Fast-growing businesses can power fast-growing portfolios. That said, great growth stocks are often hidden among an assortment of potential ROI land mines. So, we asked a handful of your fellow investors here at The Motley Fool to provide some guidance through that minefield. Read on to see why they expect Moody's (NYSE:MCO), HubSpot (NYSE:HUBS), and Oclaro (NASDAQ:OCLR) to deliver strong growth in the years ahead.
The rising cloud-based marketing player
Chris Neiger (HubSpot): Unless you spend your working hours marketing content or trying to make online sales, then chances are, HubSpot isn't on your radar.
The company's cloud-based sales and marketing platform allows its customers to easily connect to their clients, generate leads, and create sales. HubSpot believes that the days of cold-calling and email blasts are over, and its customer growth and sales are proving that to be true.
HubSpot's customer base skyrocketed 47% year over year in the third quarter -- to 37,450 -- and the company's top line grew by 38% over the same period. What sweetens those numbers even more is that its average subscription revenue per customer is up to $10,332.
That's especially important because subscription revenue accounted for 95% of the company's total sales, and it grew by 40% in the most recent quarter.
And let's not forget that HubSpot is making solid gains toward profitability as well. Non-GAAP earnings in Q3 were a modest $0.03 per share, but that was a big improvement from the loss of $0.05 per share the year before. And management is optimistic about HubSpot's full-year earnings potential, forecasting non-GAAP EPS of between $0.19 and $0.21, which would be a massive jump from its $0.36 per share loss in 2016.
HubSpot's explosive customer growth, top line increases, and expected earnings growth make this under-the-radar company a compelling opportunity for investors looking for fast-growing companies to add to their portfolios.

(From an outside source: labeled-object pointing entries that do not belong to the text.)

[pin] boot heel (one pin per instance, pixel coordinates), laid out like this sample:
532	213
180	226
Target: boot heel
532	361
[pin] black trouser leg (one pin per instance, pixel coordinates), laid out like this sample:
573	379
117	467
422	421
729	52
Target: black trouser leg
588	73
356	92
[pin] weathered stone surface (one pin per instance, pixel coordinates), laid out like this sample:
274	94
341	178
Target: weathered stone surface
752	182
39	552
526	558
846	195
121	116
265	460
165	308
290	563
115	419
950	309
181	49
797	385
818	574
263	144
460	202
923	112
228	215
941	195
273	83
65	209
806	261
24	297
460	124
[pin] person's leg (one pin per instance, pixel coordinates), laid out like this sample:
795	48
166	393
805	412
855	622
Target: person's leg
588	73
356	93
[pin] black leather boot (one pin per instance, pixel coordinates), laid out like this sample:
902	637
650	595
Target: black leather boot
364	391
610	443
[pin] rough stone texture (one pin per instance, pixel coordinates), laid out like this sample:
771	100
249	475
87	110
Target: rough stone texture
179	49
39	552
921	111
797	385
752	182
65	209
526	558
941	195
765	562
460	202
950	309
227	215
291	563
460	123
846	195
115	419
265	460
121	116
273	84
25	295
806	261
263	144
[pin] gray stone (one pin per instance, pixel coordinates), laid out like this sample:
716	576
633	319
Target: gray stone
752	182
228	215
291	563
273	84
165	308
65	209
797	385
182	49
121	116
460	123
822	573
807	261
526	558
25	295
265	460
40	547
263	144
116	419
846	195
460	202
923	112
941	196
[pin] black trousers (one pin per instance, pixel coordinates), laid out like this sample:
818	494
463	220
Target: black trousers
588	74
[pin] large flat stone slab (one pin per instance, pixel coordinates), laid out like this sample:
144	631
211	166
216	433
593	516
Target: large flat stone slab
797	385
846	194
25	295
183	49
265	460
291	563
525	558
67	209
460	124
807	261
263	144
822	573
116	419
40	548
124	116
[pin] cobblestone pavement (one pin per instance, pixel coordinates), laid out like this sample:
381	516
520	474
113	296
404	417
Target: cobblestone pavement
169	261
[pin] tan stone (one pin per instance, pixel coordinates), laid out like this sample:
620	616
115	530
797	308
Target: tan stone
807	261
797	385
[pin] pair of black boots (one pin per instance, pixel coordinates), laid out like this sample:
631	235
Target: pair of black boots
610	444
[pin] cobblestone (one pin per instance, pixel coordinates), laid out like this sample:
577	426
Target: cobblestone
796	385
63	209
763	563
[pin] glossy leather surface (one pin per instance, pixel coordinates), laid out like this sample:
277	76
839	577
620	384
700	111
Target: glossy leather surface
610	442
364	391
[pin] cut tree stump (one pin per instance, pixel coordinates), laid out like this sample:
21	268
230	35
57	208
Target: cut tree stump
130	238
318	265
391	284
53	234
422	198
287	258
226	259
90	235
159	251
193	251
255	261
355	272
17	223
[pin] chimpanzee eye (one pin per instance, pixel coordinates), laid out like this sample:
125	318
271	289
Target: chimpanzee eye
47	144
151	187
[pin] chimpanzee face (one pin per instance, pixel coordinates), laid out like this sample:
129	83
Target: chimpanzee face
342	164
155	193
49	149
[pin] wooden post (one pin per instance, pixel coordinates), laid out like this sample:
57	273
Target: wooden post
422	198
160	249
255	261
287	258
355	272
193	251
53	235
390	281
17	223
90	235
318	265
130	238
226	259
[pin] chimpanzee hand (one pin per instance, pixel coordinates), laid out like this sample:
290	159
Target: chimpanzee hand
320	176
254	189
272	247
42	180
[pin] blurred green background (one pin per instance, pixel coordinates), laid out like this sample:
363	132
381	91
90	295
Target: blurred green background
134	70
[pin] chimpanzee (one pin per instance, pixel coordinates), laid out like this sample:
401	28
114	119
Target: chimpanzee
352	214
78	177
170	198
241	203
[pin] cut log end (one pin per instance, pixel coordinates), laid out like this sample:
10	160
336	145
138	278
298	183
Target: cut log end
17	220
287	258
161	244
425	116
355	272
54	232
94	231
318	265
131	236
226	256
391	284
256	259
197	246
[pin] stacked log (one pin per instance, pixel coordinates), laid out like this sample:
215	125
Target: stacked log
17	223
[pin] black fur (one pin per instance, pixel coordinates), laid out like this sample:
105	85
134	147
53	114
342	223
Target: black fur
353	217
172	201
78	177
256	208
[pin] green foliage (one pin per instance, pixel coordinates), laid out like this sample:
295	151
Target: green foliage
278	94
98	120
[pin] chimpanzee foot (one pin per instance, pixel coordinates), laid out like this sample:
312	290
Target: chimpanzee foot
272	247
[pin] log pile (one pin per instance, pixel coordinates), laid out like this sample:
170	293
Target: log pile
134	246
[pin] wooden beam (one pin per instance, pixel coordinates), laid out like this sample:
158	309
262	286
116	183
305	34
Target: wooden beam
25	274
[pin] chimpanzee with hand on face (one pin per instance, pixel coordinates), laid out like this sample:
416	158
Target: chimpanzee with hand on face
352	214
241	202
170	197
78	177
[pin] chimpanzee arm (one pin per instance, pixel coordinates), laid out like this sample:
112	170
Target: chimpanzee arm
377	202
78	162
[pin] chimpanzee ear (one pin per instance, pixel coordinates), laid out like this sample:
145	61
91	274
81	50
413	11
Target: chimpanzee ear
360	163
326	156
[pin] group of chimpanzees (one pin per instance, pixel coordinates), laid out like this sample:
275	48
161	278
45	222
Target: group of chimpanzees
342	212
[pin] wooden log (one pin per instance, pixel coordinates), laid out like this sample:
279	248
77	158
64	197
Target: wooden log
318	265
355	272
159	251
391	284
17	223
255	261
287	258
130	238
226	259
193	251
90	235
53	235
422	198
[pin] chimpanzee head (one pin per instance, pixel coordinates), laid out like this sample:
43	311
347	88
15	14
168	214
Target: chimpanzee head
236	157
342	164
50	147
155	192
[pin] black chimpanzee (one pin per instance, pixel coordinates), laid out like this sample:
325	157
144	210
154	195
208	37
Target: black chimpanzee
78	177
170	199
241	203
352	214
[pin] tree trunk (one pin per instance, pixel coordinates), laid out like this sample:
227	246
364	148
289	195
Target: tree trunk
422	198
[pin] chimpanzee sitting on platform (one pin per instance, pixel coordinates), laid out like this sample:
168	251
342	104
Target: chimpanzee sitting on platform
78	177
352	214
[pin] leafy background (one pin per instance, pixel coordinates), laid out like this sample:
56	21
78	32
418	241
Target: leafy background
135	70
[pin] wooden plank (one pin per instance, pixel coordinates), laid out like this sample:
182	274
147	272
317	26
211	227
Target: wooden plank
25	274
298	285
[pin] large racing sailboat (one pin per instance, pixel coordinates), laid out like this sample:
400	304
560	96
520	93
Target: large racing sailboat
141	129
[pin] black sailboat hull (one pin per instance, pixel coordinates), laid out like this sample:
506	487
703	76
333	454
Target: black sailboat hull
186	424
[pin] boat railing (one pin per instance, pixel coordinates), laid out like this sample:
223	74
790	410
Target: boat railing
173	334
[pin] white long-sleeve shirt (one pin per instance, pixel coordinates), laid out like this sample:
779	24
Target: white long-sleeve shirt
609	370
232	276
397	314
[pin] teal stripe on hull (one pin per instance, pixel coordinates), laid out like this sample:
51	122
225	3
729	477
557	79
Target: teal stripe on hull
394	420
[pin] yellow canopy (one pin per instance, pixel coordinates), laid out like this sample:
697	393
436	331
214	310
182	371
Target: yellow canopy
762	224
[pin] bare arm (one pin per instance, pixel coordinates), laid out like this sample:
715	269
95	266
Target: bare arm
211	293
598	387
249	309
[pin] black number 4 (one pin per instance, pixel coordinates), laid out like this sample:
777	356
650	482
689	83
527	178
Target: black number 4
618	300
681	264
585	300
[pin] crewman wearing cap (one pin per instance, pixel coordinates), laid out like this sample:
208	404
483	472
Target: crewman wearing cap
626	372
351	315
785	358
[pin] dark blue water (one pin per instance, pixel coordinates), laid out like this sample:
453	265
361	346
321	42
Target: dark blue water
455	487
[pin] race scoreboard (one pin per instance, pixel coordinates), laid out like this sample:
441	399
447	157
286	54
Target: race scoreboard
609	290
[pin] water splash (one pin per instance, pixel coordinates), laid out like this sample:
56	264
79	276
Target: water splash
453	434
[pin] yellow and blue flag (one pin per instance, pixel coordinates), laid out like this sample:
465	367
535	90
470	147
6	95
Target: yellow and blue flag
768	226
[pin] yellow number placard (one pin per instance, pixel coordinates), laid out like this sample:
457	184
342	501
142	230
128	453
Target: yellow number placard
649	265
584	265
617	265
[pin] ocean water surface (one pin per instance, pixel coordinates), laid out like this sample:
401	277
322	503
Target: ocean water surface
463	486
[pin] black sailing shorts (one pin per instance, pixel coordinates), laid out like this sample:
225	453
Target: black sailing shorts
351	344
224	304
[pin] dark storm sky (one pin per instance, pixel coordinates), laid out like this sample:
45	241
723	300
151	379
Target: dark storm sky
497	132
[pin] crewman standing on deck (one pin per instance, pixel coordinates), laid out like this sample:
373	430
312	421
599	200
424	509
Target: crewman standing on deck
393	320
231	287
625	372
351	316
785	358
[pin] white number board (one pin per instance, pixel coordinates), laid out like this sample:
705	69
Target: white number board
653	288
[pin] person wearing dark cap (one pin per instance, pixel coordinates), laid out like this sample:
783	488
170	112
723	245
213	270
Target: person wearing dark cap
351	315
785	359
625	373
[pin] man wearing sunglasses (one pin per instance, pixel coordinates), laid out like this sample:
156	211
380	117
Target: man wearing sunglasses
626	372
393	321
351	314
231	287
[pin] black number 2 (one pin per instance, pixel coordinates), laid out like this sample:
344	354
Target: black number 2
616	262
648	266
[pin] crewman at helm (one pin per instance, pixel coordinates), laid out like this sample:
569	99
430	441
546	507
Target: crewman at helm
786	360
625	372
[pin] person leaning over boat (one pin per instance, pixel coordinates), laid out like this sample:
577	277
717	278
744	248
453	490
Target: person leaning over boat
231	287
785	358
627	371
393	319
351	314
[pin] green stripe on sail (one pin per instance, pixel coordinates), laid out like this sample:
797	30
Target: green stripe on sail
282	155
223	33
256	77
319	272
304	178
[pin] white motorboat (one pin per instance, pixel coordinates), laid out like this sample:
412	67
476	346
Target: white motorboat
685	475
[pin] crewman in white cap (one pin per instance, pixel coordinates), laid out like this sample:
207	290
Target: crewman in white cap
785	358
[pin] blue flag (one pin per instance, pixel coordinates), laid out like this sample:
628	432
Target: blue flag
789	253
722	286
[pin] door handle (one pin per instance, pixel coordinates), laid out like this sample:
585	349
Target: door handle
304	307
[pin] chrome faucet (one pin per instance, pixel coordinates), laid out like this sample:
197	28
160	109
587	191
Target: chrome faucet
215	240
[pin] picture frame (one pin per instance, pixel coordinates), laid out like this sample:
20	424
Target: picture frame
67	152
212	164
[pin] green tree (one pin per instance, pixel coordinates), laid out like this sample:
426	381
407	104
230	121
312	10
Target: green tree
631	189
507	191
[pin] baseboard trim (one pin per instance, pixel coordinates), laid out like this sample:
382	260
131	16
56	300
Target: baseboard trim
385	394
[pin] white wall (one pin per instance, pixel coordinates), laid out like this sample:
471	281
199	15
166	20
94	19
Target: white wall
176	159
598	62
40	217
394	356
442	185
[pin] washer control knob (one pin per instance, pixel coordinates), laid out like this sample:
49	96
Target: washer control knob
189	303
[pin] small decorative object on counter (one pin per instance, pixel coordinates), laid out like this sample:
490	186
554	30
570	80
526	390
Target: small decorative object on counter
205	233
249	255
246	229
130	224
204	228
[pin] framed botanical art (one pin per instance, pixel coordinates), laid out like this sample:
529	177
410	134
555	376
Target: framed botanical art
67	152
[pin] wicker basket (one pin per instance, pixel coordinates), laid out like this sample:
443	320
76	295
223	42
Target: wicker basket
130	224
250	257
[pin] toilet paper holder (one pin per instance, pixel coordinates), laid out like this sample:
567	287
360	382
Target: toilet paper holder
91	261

Earn a royalty on debt issuance
Jordan Wathen (Moody's): Corporate credit ratings and bond ratings are a necessary evil for companies that want to issue debt on favorable terms. Thus, the big three ratings agencies -- Moody's, S&P Global (NYSE:SPGI), and Fitch -- can charge hefty fees for providing the independent assessments of risk the market demands.
Moody's generates about 80% of its operating income from Moody's Investors Service, which provides credit ratings in exchange for up-front and ongoing fees. The remainder comes from Moody's Analytics, which generates recurring licensing fees for providing research, data, and software. The ratings business is the company's crown jewel, as it effectively earns a royalty on debt issued by companies, governments, and financial institutions.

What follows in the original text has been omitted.